Compile float as 64bit floating point

JensHorstmann · September 19, 2016, 4:56pm

Hello, i am writing code for my bachelor thesis and i need to compare 32bit with 64bit float precision.

I have written code (cannot show it here, because of the complexity) and i have implemented a simple switch for toggling between single and double floating point precision:

#define FLOAT32BIT float
#define FLOAT64BIT double
#define FLOAT FLOAT32BIT

and i use everywhere in my code FLOAT (instead of float or double).

Now i would expect that the performance is around 32 times faster when i am using 32bit floats (FP32) instead of 64bit floats (FP64) according to my Maxwell GTX 960s FP32 to FP64 performance ratio.
But however my code has the same runtime for FP32 and FP64. My conclusion is that the code is compiled in FP32 or FP64 everytime independently of what i have set in my code. That would explain why the runtime is everytime the same.

I am compiling with Nsight Eclipse and it would be great if someone could tell me what i have to do to get the switching of FP32 and FP64 running.

In this article they say that double precision is supported in Compute Capability 2.0 or higher and i am compiling for CC 5.2.

Any help is appreciated and i will try to provide required informations as fast as possible.

Robert_Crovella · September 19, 2016, 5:09pm

Another possible conclusion is that your code is limited by something other than FP32 or FP64 throughput.

What you have shown is certainly a possible approach to switching between 32-bit and 64-bit for floating point operations. It seems unlikely that you have made a mistake somewhere else in this respect but anything is possible for code you have not shown.

You can attempt to ascertain what your code may be limited by using one of the profilers.

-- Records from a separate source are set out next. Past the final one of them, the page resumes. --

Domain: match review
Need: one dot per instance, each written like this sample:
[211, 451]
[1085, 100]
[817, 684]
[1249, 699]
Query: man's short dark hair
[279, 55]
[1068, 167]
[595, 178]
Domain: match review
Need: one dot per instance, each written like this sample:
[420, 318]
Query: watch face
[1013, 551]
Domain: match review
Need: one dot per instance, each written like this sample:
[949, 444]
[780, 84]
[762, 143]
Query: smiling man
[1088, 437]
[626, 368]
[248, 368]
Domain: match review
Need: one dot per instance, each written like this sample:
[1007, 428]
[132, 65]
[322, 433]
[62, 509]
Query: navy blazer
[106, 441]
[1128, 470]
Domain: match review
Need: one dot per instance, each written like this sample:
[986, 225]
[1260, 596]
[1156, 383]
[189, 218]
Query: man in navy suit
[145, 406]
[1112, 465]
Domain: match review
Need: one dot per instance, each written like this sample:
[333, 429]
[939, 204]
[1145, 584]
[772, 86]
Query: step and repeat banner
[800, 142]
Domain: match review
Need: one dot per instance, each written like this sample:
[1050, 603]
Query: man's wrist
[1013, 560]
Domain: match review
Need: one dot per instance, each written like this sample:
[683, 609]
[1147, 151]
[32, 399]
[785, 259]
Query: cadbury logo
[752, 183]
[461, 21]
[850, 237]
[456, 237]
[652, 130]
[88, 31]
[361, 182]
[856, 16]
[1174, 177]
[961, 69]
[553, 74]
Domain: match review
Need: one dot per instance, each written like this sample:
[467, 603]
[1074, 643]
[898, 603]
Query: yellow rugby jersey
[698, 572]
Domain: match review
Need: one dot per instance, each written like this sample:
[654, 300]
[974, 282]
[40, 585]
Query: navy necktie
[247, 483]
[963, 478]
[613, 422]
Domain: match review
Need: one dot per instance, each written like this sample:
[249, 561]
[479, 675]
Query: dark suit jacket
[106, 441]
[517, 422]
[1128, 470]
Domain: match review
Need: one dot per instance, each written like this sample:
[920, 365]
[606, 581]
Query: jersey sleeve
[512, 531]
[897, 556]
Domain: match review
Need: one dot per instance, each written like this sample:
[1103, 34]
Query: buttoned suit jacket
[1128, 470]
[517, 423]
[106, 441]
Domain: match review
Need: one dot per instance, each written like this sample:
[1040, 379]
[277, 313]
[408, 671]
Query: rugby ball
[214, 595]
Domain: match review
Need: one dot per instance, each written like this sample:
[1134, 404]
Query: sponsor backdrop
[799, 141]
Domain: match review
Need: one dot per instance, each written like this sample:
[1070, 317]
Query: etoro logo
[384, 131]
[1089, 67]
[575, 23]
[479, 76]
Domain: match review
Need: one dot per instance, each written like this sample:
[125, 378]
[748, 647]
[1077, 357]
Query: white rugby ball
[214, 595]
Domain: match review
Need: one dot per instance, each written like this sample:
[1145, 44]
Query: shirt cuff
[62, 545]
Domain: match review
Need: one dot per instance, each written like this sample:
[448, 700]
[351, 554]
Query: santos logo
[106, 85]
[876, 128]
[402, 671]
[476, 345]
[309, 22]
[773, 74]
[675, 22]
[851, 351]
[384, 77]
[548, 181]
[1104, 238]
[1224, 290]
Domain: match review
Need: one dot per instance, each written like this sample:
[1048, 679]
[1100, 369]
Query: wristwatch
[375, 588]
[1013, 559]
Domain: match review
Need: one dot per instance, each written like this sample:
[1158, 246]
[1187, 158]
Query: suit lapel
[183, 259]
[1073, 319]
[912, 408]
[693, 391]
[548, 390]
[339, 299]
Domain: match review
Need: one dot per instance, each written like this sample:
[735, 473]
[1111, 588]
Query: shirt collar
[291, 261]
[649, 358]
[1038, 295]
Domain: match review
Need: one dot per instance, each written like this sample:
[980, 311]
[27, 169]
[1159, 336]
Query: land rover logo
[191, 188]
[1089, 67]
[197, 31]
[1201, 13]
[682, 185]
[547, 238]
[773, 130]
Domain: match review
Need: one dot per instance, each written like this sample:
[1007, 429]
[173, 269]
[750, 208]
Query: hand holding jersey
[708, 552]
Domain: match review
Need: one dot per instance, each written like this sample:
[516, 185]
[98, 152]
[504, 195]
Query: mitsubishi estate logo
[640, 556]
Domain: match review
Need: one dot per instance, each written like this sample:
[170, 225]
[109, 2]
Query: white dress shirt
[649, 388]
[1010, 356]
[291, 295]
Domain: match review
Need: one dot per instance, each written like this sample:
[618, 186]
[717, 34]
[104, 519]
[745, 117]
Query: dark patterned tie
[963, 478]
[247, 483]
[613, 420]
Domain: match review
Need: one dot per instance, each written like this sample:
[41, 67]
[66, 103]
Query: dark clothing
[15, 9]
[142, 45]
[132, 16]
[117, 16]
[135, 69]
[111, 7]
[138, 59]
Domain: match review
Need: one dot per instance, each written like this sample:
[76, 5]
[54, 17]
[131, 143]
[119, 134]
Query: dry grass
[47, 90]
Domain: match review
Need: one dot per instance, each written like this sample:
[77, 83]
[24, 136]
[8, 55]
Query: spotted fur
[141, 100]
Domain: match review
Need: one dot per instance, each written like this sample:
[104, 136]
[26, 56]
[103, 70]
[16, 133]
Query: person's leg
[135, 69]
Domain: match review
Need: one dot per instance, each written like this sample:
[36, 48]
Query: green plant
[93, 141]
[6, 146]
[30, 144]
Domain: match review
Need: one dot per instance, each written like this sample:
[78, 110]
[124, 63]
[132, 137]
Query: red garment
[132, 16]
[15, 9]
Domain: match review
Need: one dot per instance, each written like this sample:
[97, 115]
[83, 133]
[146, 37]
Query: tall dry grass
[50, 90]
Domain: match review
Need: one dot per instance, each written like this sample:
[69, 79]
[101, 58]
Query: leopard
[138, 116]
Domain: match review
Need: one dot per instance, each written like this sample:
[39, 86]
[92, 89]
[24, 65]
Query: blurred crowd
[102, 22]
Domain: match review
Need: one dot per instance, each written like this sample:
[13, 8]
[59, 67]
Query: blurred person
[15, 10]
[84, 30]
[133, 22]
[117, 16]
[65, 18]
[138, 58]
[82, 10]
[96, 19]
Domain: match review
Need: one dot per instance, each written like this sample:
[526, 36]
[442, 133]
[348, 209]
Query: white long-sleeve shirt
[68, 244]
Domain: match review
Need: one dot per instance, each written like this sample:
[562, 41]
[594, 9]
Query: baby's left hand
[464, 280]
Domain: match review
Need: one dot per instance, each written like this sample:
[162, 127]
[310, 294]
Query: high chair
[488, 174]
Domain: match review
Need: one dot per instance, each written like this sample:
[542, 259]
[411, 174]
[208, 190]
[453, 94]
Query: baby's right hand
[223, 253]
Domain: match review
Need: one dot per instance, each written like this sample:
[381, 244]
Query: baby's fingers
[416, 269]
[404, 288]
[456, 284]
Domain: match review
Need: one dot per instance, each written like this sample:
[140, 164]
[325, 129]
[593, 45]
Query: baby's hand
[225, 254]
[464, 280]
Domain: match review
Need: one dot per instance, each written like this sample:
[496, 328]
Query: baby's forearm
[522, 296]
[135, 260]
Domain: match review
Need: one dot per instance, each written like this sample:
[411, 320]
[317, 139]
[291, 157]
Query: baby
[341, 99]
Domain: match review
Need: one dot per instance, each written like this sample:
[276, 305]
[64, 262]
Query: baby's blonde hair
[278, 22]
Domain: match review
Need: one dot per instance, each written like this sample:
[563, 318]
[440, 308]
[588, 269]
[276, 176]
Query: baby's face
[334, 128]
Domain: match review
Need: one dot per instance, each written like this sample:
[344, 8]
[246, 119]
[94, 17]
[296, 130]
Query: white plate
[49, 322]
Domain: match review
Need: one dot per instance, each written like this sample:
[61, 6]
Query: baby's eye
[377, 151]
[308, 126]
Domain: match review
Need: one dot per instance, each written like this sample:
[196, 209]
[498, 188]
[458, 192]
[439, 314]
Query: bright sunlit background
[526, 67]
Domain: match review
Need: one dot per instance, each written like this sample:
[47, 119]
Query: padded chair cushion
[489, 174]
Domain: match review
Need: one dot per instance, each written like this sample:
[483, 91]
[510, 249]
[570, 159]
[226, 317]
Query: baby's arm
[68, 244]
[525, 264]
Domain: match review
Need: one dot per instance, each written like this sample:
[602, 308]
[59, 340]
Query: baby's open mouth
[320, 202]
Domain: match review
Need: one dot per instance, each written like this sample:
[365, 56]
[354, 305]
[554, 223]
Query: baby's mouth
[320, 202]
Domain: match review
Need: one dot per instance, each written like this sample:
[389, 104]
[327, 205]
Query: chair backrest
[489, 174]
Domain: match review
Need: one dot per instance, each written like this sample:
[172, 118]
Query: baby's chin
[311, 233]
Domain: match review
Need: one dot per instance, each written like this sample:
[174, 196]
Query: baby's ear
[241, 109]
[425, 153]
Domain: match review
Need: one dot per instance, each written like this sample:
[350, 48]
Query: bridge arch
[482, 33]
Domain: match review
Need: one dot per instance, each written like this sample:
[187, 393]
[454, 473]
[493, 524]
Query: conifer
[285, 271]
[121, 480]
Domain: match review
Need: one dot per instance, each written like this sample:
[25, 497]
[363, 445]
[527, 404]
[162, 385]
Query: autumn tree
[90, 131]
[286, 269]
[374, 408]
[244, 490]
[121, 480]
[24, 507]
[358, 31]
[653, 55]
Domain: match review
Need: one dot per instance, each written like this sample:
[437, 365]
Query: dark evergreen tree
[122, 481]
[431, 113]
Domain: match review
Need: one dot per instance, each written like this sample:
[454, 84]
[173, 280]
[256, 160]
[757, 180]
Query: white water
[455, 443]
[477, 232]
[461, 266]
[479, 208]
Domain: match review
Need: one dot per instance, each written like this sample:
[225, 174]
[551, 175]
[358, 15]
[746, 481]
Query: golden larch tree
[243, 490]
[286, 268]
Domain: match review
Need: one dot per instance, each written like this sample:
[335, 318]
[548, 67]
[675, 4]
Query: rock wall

JensHorstmann · September 19, 2016, 5:31pm

Well, i am new to CUDA and my applications is indeed not running optimal and i am not sure why.

I have used the profiler and found out that the GPU is just using 20% of its capability. However i am unsure if this is because i am not providing enough threads for computation or if it is because of e.g. memory bottle necking.

I thought it is another problem of my code but it may be that this both problems result in each other.

Additionally i have read somewhere that i need to enable double precision with setting a compiler flag -arch sm_13. But in my eyes it looks like this will compile for CC 1.3. However there is no Checkbox for enabling CC 1.3 in Nsight Eclipse and i also found no option to turn double precision compile on without adding something manually.

Can you give me some tips how i can determine with the profiler where i have problems with my code?
I have not seen any suspicious things in the profiler yet.

Robert_Crovella · September 19, 2016, 5:38pm

If you are using CUDA 7.0 or newer, there is nothing you need to do to enable double precision. Since there is no checkbox for cc1.3 it means you are using CUDA 7.0 or newer, which do not support these early devices (cc1.x)

Using nvvp, you can run the guided analysis, and it will analyze your code and make suggestions, including what it thinks your performance is limited by. You will need to get to the point where you select an individual kernel and run “perform kernel analysis”

nvvp is the same as the profiler built into nsight EE, so you can just use the profiling facility in nsight EE.

JensHorstmann · September 20, 2016, 7:51am

So thanks for you comment it really helped me to find the guided application analysis! :)

I am right now profiling the application and it seems that FP64 is used.

So this questions seems to be answered. However the question why my application is so slow is still open. but that is the topic of another question.

Thx for your help!

Gogar · September 25, 2016, 1:20pm

Another thing to consider is that constants defined without an f suffix are interpreted by the compiler as doubles, so if you perform computations involving constants, it could be that it’s doing them in double precision in both cases.

e.g. 3.00 is interpreted as a double, as opposed to 3.00f which is seen by the compiler as a float.

SPWorley · September 25, 2016, 3:50pm

Excellent point! This is a common but subtle problem with real performance impact. Simple code like

float a=1.0/b;

will invoke the slow path!
There is an extremely useful ptxas switch to identify it: --warn-on-double-precision-use . I wish it was enabled by default.

njuffa · September 25, 2016, 4:26pm

I don’t think turning that flag on by default would be a good idea. At this point, all GPU architectures supported by CUDA provide support for double precision, so it would be entire reasonable for the CUDA standard math library to make limited use of double precision (in a slow path, for example). The math library code is injected when PTX is compiled to SASS, and is therefore subject to all PTXAS flag.

Given how many questions from CUDA programmers the very limited use of local memory in the CUDA standard math library raised, I foresee a flood of similar messages about double-precision usage warnings if the flag --warn-on-double-precision-use were turned on by default: “Why am I getting this warning, my source code is ‘float clean’?”